Limited, but not impossible. Training is one card companies can always play, Neidiffer says, calling it an often overlooked and simple way to maintain processes, service, and efficiency. Cross-training “forward logistics” associates—those involved in regular receive/pick/pack/ship operations—to handle returned goods is critical, as is training all employees on the triage and disposition of returned items so the process moves effectively, without rework and waste. A clean and accurate returned merchandise authorization (RMA)—a mechanism companies use to track returns—is also essential, he says.
“From a technology standpoint, RMA ‘cleanliness’ and accuracy is the single biggest driver of returns efficiency from a general units-per-hour standpoint. Assuming an employee has a clean, well-presented RMA that is easily credited back and dispositioned through technology, the process will move quickly,” he says. “However, [the need for] RMA research, having to cross-reference orders, and other issues will quickly cause a reverse process to stall. Well-built triage software that allows configuration by SKU [stock-keeping unit] and product type is the single best technology investment in returns.”
Saran urges organizations to take a step back and ensure they have clear returns policies that are well communicated to customers—and that employees understand the complexity of the returns process, which is highly dependent upon product type, seasonality, geography, and other factors. The return of an electronic device may involve triage, testing, and other steps, whereas the return of a book may be more straightforward, for instance. A winter jacket may need to be returned to inventory more quickly than a pair of sneakers. Clear policies and procedures form the baseline from which good processes and technologies can be applied, the experts say.
And when it comes time to adopt technology, Saran says companies should first visualize and be clear about the current state of their process and where they want to improve.
“Then look at evolving that process and making it smarter and more intelligent,” he says, emphasizing the advantages of applying an end-to-end RMS—software that can integrate with existing enterprise resource planning (ERP) or warehouse management systems—over more piecemeal approaches. “One central platform can enable a variety of strategies, from cradle to grave.”

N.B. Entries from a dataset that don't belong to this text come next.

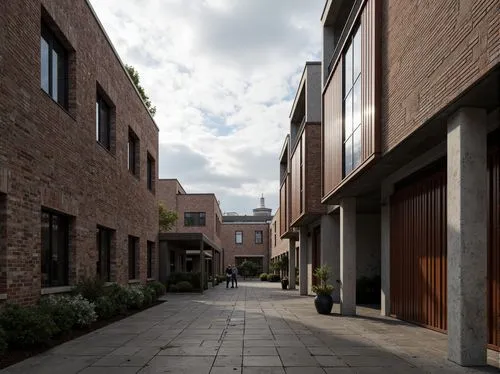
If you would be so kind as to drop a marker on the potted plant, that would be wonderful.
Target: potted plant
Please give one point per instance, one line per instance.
(284, 283)
(323, 300)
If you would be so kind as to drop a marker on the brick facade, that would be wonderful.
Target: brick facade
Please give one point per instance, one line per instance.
(432, 52)
(248, 247)
(49, 157)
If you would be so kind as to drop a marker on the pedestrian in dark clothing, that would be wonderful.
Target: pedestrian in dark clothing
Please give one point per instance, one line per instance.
(229, 275)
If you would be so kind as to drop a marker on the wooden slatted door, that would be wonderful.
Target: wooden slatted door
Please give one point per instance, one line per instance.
(418, 249)
(494, 249)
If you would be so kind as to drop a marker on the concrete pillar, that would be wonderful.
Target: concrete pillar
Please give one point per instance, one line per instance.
(467, 217)
(291, 264)
(385, 253)
(330, 250)
(348, 256)
(303, 260)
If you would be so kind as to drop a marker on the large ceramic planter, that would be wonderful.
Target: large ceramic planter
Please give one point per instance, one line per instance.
(323, 304)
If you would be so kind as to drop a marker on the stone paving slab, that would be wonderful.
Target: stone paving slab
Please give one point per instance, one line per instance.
(255, 329)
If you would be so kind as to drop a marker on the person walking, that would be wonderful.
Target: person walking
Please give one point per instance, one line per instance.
(229, 275)
(234, 278)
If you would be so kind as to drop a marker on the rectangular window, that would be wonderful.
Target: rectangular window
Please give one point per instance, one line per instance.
(53, 67)
(55, 249)
(352, 104)
(150, 258)
(151, 172)
(238, 237)
(103, 122)
(133, 153)
(259, 237)
(104, 253)
(133, 257)
(194, 219)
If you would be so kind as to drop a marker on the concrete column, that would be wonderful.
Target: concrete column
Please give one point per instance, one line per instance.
(467, 217)
(385, 253)
(303, 260)
(330, 250)
(291, 264)
(348, 256)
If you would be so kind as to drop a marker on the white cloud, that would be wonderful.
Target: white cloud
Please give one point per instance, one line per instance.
(222, 74)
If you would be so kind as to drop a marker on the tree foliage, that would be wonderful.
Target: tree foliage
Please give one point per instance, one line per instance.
(167, 218)
(134, 74)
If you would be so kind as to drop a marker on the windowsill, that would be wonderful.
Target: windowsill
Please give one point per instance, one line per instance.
(59, 105)
(106, 149)
(53, 290)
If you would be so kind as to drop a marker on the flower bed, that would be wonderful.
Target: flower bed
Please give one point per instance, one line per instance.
(28, 330)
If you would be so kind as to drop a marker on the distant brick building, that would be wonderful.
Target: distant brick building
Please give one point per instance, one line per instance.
(247, 238)
(78, 155)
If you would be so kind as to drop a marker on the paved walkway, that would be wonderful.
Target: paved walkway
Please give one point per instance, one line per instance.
(255, 329)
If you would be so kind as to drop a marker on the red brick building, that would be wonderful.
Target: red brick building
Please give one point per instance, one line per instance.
(78, 155)
(247, 238)
(410, 118)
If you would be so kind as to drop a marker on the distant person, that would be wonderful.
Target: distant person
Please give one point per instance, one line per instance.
(229, 275)
(234, 277)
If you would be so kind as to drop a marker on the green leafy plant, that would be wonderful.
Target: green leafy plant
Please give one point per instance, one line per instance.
(184, 286)
(322, 274)
(26, 326)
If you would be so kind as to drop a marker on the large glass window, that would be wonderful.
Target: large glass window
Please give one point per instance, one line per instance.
(259, 237)
(103, 122)
(53, 67)
(238, 237)
(133, 257)
(352, 104)
(55, 249)
(104, 253)
(194, 219)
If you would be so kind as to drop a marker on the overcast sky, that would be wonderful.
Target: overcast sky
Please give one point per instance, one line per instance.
(223, 75)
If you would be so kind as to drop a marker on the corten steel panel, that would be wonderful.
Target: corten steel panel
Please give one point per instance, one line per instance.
(494, 249)
(283, 208)
(297, 198)
(332, 132)
(418, 251)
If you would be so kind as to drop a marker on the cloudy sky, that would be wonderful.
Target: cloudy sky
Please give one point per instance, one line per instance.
(223, 75)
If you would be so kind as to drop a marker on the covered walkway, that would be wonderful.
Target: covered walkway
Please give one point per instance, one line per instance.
(257, 328)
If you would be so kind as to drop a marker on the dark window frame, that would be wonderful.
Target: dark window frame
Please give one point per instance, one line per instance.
(349, 89)
(236, 237)
(104, 236)
(261, 237)
(103, 113)
(47, 257)
(195, 219)
(55, 45)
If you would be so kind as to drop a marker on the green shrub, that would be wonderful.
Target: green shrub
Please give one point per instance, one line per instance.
(26, 326)
(158, 287)
(3, 341)
(273, 278)
(106, 307)
(173, 288)
(135, 298)
(90, 288)
(184, 286)
(61, 311)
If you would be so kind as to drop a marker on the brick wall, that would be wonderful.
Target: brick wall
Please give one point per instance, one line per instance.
(248, 248)
(52, 157)
(432, 51)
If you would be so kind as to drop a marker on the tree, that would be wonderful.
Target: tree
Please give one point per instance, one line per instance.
(167, 218)
(134, 74)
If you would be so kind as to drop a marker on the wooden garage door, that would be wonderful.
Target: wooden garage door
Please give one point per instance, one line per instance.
(494, 248)
(418, 248)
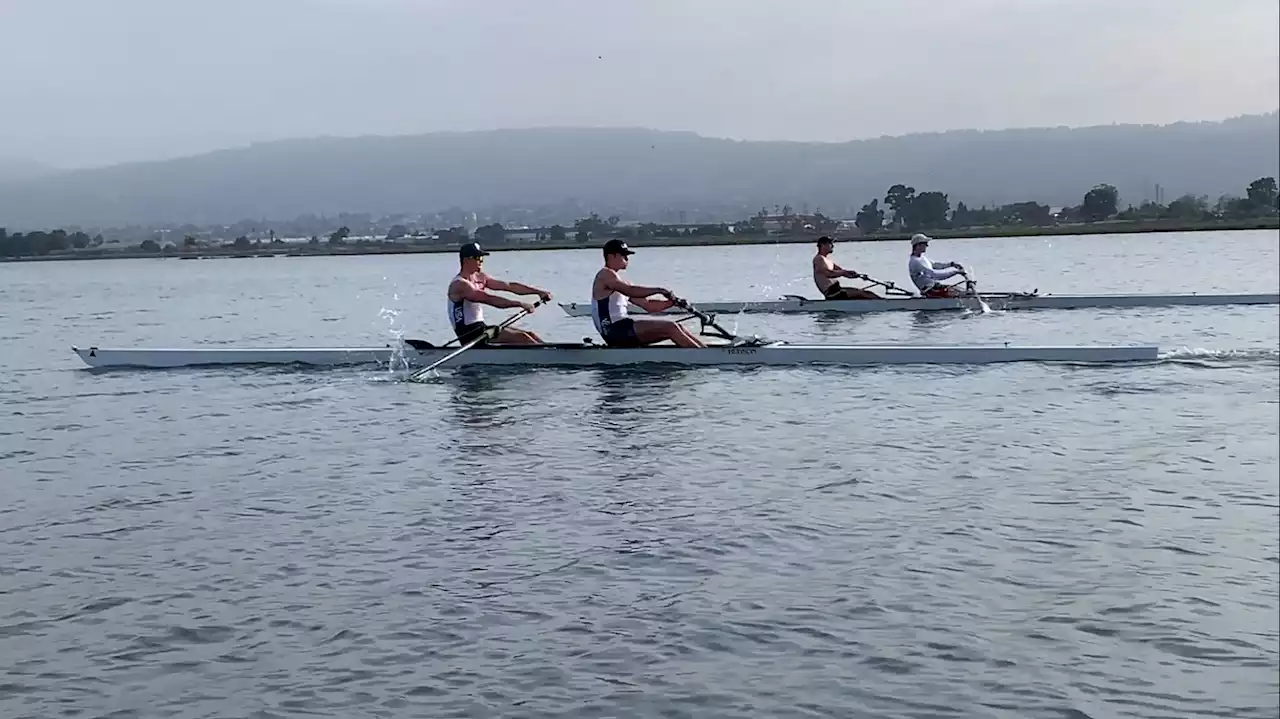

Technology solutions can also help provide greater visibility across your inventory network, which is critical to managing the returns process, adds Brenda Stoner, founder and CEO of last-mile delivery service Pickup, an asset-light company that handles delivery of big, bulky, high-value goods for retail, commercial, and industrial customers. She advocates for a “singular view of inventory” that allows for greater flexibility in the returns process, meaning that customers can return items in a variety of ways—via an app, in the store, to another location, and so on. That ability is increasing as more companies digitally transform their businesses, she says.“Without digital transformation and that singular view of inventory, [it’s hard to solve] for the returns problem,” Stoner adds.